Materials and Methods

Consecutive patients diagnosed with ICC with extrahepatic oligometastasis who received either HAIC plus SYS or SYS alone between January 2019 and January 2021 were included in this retrospective cohort study. Propensity score matching (PSM) analysis was performed to address potential confounding factors. OS, progression-free survival (PFS), and intrahepatic progression–free survival (IPFS) were analyzed. The occurrence of death due to liver failure was also assessed.

Results

The study included a total of 179 patients, with 96 receiving SYS alone and 83 receiving HAIC plus SYS. After PSM, 83 pairs were included for further analysis.

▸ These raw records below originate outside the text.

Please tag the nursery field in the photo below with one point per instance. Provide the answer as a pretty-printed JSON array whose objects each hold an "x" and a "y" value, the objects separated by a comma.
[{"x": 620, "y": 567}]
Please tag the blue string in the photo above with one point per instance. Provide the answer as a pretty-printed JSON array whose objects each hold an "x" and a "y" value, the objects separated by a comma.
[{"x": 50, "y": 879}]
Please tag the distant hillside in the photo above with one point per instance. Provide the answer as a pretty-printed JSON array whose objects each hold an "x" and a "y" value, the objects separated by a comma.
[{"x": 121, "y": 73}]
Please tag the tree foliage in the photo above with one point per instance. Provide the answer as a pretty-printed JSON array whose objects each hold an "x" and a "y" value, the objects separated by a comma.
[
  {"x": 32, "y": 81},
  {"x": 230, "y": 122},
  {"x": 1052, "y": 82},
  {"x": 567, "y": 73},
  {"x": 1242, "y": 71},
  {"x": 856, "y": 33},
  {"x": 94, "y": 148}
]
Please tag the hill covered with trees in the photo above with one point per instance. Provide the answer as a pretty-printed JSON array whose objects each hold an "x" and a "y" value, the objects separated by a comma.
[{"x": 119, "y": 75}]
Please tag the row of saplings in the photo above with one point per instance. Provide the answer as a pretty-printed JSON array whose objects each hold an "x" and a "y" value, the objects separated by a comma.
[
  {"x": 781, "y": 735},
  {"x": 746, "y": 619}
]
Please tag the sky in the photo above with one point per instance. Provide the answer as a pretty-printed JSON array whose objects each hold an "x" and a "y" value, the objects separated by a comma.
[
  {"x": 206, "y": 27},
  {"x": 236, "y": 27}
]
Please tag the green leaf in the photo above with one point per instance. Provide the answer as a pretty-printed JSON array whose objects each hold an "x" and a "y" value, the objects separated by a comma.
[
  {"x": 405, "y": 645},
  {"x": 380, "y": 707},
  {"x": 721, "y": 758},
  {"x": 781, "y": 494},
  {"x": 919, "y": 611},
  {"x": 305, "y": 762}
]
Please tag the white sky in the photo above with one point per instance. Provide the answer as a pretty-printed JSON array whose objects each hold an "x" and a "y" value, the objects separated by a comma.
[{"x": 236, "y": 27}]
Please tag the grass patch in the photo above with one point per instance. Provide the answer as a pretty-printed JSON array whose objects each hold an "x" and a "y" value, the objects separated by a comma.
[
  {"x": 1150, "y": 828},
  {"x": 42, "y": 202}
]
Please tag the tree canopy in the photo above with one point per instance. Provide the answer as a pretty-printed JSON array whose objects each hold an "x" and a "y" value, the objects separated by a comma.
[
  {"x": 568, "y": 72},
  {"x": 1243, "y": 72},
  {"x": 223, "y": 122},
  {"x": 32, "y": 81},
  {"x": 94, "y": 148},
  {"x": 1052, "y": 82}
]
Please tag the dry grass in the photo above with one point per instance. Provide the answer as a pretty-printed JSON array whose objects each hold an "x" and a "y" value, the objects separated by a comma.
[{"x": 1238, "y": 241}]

The median OS and IPFS were significantly longer in the HAIC plus SYS group compared to the SYS alone group (OS: 15.8 months vs 12.7 months; P = .023; IPFS: 9.7 vs 6.1 months; P < .001). No difference was found in PFS between the 2 groups. The HAIC plus SYS group had a significantly lower rate of mortality due to liver failure compared to the SYS alone group (42% vs 72%; P = .002).

Conclusions

HAIC plus SYS is a promising treatment approach for patients with ICC and extrahepatic oligometastasis with improved OS, IPFS, and freedom from liver failure mortality compared with SYS alone.